Так же и «Раскол», кстати. Я снимал «Завещание Ленина» о Шаламове, и он у меня там читает отрывок из поэмы «Аввакум в Пустозерске». Шаламов пятнадцать лет провел на Колыме и выжил. Аввакум пятнадцать лет провел в яме в Пустозерске и был сожжен. И я стал в этом копаться – староверы, семнадцатый век… И родился сценарий Михаила Кураева «Раскол».
Кинематограф в отличие от литературы и музыки настолько технологичный, индустриальный вид искусства, что здесь, когда я работаю, я пахарь. Здесь нужно совместить время, бюджет, актеров, их занятость, сценарий, репетиции, погоду, натуру – ничего не приходит, все уходит, уходит… А потом на экране вдруг видишь и – о-о-о-о… Вот тут и вера, и любовь, тут все. Тут вдруг выходит что-то похожее на какое-то искусство.

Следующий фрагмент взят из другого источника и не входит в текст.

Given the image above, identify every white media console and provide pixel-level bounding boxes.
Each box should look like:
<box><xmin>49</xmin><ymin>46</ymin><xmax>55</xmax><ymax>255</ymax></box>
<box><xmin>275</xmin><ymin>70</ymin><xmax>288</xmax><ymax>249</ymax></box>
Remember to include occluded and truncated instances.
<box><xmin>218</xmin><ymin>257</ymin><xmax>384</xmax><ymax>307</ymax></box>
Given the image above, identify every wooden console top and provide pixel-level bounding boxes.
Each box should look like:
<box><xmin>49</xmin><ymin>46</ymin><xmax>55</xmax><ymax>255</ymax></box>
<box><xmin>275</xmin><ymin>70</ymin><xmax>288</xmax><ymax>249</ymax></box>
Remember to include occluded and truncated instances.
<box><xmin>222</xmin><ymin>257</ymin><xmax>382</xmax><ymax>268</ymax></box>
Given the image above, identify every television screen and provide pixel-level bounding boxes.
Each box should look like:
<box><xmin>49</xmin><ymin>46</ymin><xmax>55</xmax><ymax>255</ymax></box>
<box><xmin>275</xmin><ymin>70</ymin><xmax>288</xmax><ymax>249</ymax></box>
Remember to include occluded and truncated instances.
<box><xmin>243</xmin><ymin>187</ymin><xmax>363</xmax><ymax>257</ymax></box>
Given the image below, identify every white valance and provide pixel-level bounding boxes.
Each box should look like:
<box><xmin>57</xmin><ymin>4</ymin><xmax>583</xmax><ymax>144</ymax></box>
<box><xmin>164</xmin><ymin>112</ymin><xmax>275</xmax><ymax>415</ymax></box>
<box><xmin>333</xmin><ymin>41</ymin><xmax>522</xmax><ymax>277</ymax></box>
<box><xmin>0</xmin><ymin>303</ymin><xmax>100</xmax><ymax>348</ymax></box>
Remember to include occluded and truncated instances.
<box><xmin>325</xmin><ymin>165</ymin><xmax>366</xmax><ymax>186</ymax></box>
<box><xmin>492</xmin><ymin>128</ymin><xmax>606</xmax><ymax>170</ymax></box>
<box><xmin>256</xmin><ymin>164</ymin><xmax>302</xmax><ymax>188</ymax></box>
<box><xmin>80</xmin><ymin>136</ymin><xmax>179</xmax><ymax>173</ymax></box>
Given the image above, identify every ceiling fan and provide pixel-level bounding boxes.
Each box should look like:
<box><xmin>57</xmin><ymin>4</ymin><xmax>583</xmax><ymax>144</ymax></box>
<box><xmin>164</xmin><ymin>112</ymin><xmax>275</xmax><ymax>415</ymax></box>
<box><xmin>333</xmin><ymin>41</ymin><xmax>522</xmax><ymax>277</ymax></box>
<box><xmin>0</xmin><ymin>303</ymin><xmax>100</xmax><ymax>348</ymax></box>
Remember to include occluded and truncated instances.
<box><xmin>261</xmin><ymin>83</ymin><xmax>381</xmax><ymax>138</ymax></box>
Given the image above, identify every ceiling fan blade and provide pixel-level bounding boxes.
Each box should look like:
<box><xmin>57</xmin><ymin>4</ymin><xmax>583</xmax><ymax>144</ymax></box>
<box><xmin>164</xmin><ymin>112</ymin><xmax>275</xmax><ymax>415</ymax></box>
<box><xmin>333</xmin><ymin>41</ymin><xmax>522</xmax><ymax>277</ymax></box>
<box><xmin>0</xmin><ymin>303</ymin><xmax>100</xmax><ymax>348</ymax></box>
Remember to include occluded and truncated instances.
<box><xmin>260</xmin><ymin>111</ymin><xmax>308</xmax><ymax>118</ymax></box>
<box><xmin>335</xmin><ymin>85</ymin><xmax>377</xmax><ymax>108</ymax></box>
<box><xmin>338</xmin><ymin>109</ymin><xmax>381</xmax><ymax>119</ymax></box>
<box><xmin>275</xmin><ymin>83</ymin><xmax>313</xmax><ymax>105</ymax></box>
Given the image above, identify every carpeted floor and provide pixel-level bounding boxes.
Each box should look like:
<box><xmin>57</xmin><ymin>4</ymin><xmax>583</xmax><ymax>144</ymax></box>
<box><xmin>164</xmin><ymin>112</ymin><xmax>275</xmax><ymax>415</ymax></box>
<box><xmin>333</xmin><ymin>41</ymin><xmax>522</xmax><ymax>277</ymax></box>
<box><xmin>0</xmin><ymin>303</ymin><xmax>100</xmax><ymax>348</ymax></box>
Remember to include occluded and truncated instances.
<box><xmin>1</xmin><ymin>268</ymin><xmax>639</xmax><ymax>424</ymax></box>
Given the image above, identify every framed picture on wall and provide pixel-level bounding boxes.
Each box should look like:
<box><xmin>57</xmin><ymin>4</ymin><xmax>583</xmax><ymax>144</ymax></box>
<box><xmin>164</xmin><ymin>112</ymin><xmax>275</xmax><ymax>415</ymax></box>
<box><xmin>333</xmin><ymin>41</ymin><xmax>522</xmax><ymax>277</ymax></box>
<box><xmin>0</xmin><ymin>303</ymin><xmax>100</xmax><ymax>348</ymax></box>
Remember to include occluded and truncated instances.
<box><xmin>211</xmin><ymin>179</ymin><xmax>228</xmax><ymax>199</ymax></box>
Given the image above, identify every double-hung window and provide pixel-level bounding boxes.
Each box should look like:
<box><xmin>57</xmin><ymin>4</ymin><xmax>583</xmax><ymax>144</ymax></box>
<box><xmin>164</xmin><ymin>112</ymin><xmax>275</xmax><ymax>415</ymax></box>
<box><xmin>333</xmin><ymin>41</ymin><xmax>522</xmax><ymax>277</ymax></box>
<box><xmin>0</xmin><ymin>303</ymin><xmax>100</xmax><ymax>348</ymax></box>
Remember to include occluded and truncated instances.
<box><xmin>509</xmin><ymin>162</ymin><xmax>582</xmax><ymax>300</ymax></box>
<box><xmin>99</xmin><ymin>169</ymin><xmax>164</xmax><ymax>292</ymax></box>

Я стал немножко более зорким к этой жизни. И к смерти. Я считаю, что надо почаще задумываться о смерти: чище живешь, когда понимаешь, что конец неизбежен. Но бессмертие возможно.
Альберт Швейцер хорошо сказал: «Мой опыт пессимистичен, но моя вера оптимистична». Я могу подписаться под этой фразой.
Я не знаю, как избавиться от пессимизма. Как вообще чуть-чуть иначе взглянуть на свою жизнь, на то, где ты живешь, как ты живешь. В этом могут помочь окружающие, твои друзья, семья, мир – только так.
Потому что все время сталкиваешься с сопротивлением продюсеров, сплошные огорчения и стычки. Я не помню, чтобы это у меня было, когда я уже вошел в работу. А вот на уровне запуска производства, вот здесь бывает очень как-то дискомфортно и душе, и телу.
И бороться тут можно только терпением. И я думаю: ну что, пока я не умираю с голоду, не буду браться ни за какие телесериалы, «мыло», которое мне предлагают, которое не мое, не по душе, не по сердцу. Просто будет стыдно, когда внуки будут смотреть, что ты сделал ради денег. Поэтому видите, у меня перерывы между фильмами два-три года, это очень много в моем-то возрасте, уже хорошо бы сократить, но не получается.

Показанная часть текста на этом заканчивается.